Tunic made from brown fabric with five leather amulets: a beak, a tusk, a monkey paw, a wooden object, and a wood and leather brush. These are attached to it by leather cords.

A Bamana hunters’ shirt made of woven strips of dyed cotton using the bogolan (mud cloth) technique. Bogolan or ‘mud cloth’ has tended to be associated with Bamanan hunters. They used to wear the dusty/ sandy colours to camouflage themselves in the bush, and amulets were sewn onto their shirts to protect them from the vengeance of the animals they have killed. Examples of amulets include small leather pouches, inside which, koranic verses would have been inscribed to help the hunter, mirrors and cowries.
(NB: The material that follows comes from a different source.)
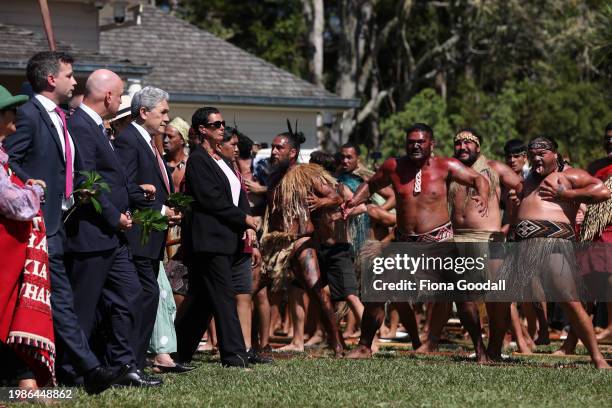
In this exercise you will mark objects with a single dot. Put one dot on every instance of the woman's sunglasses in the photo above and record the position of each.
(217, 124)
The practice of dyeing the material begins with soaking the cotton strips that have been woven together in ngalama leaves with water for several (3-4) days. Once dried in the sun, the cloth takes a dusty, brown/ sandy colour. The technique of making mud cloth was essentially carried out by women, for the hunters (men). On the hunters’ shirts: sometimes the inscriptions of koranic verses are directly applied to the surface of the tunic – but this doesn’t appear to be the case here. Each hunters’ shirt is unique and highly personalised for the wearer. This particular item also has a catapult in the pocket, for use during hunting the animals in the bush.